SURRENDERED To federal prosecutors to face charges of conspiracy
and money laundering, Sherrie Miller, 27, the wife of golfer John
Daly, 37. Miller, her father and her mother are accused of
conspiracy to buy and sell cocaine, marijuana and
methamphetamine. The three allegedly concealed the drug proceeds
and those from an illegal gambling operation with a variety of
shady property deals and complicated bank deposits. In all,
prosecutors say, the Millers laundered more than $1.2 million.
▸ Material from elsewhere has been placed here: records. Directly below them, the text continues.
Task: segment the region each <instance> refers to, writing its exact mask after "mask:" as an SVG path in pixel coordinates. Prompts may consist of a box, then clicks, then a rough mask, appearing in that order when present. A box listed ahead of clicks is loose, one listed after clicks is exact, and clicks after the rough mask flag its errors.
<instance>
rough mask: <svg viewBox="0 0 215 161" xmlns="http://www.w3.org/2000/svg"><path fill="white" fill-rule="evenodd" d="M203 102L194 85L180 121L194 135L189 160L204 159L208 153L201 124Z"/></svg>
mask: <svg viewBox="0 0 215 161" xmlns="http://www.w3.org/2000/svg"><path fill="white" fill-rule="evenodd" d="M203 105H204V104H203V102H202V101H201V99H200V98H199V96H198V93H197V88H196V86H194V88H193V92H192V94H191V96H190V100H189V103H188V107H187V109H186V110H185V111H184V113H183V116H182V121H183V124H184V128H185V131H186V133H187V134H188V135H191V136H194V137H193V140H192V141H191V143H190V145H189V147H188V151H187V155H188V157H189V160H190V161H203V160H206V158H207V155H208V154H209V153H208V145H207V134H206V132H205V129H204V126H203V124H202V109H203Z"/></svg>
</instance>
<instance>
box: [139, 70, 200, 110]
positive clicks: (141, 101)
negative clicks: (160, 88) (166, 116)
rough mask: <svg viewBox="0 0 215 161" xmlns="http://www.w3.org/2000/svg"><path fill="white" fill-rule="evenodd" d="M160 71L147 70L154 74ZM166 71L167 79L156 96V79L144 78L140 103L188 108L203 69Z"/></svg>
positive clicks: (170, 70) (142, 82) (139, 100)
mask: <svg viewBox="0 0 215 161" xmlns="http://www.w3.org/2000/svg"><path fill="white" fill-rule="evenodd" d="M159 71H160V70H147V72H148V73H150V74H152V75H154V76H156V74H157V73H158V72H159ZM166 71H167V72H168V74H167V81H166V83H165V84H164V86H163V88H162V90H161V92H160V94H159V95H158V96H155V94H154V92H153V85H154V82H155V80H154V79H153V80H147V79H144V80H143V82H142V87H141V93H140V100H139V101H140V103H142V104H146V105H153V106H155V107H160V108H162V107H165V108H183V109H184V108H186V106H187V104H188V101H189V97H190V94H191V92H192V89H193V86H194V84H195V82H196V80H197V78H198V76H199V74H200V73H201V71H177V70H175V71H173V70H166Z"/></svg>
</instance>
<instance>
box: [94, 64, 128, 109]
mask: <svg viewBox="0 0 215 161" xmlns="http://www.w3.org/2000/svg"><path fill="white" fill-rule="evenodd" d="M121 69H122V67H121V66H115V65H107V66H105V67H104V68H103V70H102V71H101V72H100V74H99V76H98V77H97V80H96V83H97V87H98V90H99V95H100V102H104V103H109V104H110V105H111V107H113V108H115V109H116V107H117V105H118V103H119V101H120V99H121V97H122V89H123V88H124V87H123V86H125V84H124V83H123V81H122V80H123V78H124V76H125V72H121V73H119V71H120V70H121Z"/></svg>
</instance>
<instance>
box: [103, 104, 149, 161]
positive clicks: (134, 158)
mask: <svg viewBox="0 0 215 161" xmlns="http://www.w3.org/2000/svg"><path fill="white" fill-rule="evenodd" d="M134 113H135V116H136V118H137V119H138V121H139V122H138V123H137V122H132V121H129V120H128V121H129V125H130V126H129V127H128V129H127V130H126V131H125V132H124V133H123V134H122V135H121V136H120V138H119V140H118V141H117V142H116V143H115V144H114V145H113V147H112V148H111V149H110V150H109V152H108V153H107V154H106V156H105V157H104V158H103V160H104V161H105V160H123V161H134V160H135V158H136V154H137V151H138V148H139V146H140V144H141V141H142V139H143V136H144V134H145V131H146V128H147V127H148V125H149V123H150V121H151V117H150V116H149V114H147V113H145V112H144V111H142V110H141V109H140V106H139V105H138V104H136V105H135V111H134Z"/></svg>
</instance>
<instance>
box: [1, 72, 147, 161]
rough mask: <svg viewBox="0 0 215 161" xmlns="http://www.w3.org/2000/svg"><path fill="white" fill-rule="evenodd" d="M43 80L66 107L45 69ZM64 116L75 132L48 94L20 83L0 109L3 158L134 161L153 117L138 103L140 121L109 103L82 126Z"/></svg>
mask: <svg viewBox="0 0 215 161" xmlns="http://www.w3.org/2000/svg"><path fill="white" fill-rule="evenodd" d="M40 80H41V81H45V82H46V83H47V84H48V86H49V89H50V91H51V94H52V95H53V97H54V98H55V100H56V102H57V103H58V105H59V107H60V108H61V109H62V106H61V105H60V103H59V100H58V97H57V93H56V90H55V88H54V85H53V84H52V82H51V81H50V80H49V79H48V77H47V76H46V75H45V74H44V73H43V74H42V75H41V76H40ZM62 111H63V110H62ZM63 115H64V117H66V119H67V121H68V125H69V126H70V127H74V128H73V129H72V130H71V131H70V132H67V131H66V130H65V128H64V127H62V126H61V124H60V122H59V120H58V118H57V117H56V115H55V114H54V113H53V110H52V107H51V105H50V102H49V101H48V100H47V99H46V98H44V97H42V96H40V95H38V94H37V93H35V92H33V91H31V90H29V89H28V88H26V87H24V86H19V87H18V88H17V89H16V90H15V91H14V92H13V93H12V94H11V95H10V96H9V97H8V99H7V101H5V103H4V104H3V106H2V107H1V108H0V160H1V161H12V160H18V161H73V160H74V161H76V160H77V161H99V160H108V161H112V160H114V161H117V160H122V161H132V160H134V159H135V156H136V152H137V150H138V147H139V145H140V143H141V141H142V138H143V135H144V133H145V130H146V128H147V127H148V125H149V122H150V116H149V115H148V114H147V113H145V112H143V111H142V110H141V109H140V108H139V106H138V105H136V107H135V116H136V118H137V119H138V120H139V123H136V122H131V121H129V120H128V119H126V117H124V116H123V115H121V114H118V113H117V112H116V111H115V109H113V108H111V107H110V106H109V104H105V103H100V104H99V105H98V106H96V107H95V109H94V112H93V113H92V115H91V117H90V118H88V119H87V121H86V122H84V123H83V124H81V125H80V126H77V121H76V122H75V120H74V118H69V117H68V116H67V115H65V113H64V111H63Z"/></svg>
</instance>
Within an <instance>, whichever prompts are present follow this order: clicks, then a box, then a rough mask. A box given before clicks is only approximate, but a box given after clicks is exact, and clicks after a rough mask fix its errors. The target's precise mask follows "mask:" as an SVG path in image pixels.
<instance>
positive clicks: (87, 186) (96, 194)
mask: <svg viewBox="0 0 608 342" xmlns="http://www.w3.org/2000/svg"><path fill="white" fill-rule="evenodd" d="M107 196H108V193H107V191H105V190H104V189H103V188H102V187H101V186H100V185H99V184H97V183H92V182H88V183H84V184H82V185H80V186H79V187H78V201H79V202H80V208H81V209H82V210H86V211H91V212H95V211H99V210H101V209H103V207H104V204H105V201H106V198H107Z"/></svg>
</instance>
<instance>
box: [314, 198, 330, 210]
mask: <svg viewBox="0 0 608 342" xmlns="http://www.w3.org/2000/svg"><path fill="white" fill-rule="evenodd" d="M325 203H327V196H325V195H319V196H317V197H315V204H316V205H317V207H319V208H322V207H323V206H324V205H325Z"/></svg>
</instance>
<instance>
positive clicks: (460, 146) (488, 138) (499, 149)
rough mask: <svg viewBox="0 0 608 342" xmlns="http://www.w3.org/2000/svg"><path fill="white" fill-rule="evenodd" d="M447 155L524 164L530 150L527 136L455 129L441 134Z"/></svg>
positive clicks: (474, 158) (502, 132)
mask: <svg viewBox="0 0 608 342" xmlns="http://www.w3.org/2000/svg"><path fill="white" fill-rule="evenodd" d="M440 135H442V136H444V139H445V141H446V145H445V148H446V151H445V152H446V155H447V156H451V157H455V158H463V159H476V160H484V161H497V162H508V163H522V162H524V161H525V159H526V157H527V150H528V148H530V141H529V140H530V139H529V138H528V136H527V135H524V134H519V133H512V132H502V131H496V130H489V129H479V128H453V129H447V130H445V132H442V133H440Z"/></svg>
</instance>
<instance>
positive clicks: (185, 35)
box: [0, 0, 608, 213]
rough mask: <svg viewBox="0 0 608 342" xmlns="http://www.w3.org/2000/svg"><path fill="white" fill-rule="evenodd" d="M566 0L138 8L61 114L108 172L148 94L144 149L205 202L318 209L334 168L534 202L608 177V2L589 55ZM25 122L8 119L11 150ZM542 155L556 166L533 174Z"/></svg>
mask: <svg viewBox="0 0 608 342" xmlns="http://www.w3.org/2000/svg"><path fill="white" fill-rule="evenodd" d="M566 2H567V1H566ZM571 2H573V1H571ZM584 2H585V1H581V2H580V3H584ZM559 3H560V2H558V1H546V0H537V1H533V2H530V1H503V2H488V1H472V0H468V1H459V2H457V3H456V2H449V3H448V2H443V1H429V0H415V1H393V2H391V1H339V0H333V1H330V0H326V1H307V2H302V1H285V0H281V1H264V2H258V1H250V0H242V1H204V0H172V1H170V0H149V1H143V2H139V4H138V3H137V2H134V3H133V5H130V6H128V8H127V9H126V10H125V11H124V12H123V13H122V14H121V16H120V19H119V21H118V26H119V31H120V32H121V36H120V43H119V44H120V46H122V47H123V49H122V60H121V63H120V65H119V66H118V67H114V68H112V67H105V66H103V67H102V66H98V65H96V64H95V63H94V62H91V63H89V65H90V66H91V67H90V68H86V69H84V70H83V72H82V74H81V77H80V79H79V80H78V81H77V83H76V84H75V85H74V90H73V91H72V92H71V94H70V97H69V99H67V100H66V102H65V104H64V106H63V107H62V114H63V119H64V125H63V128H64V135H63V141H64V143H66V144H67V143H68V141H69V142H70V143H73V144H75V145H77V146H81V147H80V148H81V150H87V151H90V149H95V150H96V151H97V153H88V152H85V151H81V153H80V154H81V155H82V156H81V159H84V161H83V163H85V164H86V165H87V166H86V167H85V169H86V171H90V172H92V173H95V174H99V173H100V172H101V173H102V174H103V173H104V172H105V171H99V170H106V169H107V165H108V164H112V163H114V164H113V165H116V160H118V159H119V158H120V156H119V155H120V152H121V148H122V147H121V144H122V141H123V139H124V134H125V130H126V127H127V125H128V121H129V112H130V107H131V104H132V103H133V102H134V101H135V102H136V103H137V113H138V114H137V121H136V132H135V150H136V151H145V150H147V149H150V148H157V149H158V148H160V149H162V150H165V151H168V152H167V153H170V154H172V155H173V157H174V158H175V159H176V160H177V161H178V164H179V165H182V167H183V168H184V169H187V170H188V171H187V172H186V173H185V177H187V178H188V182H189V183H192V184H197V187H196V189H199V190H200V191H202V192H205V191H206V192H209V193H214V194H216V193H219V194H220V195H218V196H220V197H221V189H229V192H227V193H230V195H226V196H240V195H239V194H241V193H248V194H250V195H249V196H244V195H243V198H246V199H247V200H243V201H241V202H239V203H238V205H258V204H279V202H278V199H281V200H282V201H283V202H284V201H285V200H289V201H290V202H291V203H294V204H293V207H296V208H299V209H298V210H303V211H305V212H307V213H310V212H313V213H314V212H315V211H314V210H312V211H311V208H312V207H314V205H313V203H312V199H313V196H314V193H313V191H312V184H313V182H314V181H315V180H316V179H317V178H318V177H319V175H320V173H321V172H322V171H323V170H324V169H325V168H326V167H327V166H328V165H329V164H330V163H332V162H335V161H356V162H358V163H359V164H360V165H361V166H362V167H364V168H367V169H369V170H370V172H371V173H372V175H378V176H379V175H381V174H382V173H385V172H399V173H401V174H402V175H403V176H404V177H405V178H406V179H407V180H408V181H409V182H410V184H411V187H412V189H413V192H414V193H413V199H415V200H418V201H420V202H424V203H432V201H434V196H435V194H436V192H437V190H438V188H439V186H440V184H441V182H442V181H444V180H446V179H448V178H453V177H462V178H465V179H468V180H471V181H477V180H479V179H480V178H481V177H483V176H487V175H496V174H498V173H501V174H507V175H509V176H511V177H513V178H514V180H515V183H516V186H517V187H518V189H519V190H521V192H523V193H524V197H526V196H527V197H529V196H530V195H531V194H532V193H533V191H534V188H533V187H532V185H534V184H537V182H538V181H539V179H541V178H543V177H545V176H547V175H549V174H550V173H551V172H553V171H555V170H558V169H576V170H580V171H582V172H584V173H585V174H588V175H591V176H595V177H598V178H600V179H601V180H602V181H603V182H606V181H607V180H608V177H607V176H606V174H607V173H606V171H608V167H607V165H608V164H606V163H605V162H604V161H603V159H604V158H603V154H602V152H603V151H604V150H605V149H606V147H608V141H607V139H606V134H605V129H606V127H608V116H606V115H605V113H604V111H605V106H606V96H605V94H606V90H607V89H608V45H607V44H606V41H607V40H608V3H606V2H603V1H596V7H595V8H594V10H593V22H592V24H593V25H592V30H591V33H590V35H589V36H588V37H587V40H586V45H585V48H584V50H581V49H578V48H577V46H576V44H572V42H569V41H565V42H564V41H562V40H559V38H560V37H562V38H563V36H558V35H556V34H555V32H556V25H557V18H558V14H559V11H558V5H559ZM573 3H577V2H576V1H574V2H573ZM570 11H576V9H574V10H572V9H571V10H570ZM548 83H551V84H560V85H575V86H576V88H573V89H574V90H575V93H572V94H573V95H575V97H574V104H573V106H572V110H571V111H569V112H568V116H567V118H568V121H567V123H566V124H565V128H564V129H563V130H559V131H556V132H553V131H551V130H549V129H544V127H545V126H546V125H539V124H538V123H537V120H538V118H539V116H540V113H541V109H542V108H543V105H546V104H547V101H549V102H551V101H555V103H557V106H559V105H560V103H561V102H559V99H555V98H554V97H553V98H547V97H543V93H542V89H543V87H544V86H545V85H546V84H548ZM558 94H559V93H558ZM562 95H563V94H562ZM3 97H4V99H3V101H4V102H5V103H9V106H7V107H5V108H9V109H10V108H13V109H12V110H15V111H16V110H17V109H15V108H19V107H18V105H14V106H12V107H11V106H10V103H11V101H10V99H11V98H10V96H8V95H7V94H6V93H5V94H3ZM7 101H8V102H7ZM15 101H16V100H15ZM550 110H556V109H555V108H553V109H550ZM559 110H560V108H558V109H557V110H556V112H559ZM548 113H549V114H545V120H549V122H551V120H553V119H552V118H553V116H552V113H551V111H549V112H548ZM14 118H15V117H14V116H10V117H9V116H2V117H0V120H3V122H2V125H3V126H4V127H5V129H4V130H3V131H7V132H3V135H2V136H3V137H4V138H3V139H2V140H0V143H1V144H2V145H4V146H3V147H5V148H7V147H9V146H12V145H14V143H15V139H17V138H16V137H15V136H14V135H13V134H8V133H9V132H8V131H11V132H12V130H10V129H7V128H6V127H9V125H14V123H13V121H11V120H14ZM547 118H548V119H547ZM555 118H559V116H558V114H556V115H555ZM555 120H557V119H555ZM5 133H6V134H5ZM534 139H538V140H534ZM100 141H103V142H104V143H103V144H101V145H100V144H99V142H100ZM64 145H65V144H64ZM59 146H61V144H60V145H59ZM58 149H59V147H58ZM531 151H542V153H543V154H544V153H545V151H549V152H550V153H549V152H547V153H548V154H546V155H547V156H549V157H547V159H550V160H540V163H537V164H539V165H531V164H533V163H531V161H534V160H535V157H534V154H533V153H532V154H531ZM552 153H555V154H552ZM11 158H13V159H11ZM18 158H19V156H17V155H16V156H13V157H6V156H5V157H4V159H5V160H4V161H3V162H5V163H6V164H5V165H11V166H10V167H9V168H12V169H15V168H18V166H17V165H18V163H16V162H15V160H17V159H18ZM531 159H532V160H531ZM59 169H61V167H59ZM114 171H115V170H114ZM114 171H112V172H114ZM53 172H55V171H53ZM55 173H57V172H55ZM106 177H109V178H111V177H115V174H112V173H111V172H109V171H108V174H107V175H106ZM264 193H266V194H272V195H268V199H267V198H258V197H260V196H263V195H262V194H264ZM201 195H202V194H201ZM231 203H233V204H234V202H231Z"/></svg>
Daly's wife faces up to 40 years in prison. Daly, who is 191st on
the world golf ranking, married Sherrie, his fourth wife, in
2001, just seven weeks after meeting her at a tournament in
Memphis, and last month she gave birth to the couple's first
child, a son. Prosecutors--and Daly--say he had no knowledge of
his wife's alleged misdeeds, which are said to have occurred
between 1996 and 2002. Daly could not be reached, but in a
statement released by his agent, he said he "remains supportive
of his wife during this trying period."

CLONED In Cremona, Italy, a Haflinger named Promotea, the first
genetically copied horse. Scientists have hyped Promotea as a
breakthrough for the thoroughbred breeding industry, but Kentucky
Derby champ Funny Cide, a gelding, shouldn't head for the lab
just yet. The Jockey Club, the breed registry for all North
American thoroughbreds, only recognizes horses conceived the
old-fashioned way. There are no breeding guidelines for show
horses, however, so theoretically a man-made animal could compete
in an Olympic equestrian event. "No rule says you can't bring a
clone of [legendary show jumper] Gem Twist into the ring," says
Denny Emerson, chairman of the breeding committee at USA
Equestrian. "I don't see how you can prevent it from happening."